Picosecond Wireless Synchronization with Entangled Photons via Grid-Based Quantum Coverage in Indoor Optical Systems

Abstract: In this paper, we propose a novel entanglement-assisted synchronization framework for indoor optical wireless systems based on grid-based beam steering. A central transmitter equipped with a spontaneous parametric down-conversion (SPDC) source emits time-energy entangled photon pairs, directing user photons toward spatially defined grids based on estimated user positions, while retaining reference photons for timestamping. The room is partitioned into multiple beam-aligned regions, and photon reception probability is analytically modeled using local coordinate transformations and Gaussian beam optics. To address the inherent sparsity and randomness of photon detection, we develop a robust two-stage synchronization algorithm that performs sparse bit-pattern matching and timestamp averaging to estimate timing offsets.
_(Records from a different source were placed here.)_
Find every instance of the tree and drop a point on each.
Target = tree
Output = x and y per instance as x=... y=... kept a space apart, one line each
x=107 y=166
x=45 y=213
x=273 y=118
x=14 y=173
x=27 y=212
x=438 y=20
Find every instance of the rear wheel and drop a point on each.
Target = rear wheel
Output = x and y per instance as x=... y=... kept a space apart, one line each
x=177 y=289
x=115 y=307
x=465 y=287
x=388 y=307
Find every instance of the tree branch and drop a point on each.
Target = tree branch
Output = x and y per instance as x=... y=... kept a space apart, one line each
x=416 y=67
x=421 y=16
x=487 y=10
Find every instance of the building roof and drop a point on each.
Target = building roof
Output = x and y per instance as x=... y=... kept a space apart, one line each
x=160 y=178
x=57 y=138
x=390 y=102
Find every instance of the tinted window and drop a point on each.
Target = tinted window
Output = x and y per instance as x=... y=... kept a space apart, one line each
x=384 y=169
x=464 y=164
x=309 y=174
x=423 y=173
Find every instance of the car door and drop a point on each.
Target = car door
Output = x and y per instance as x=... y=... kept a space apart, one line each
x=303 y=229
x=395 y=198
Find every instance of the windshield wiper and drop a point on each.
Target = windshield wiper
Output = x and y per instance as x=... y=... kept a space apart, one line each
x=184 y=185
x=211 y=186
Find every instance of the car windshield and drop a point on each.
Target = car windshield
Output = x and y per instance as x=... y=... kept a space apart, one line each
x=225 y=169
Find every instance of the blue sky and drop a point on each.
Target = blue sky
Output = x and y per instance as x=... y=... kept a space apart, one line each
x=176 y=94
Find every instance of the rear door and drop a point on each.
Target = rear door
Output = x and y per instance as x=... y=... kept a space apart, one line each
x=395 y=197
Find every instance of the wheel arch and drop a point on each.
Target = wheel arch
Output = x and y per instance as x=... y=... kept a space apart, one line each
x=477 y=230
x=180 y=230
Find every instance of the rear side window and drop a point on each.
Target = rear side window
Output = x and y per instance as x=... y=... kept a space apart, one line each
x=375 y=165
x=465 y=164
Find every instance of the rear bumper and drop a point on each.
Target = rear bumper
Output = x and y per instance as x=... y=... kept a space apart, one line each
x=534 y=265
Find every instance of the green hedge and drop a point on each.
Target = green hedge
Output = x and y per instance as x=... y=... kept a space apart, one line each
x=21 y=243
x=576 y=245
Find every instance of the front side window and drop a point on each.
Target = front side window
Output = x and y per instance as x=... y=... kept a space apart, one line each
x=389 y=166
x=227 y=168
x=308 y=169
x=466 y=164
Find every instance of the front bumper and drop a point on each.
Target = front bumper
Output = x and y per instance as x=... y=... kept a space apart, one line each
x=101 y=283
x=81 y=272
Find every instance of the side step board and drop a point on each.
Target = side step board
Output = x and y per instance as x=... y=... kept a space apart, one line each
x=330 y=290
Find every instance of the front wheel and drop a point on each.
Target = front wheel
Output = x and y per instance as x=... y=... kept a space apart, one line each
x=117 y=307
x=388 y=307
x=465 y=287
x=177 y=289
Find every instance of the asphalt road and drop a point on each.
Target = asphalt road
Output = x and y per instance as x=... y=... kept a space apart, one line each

Monte Carlo simulations are then performed to evaluate the impact of synchronization duration, grid resolution, and photon-pair generation rate on synchronization accuracy. Results show that finer grid configurations and optimal photon-pair rates significantly reduce synchronization error, achieving sub-10 ps timing accuracy within 1 ms of synchronization time. The proposed approach enables scalable, high-precision quantum synchronization in wireless indoor environments, laying the groundwork for future joint quantum communication, sensing, and positioning systems.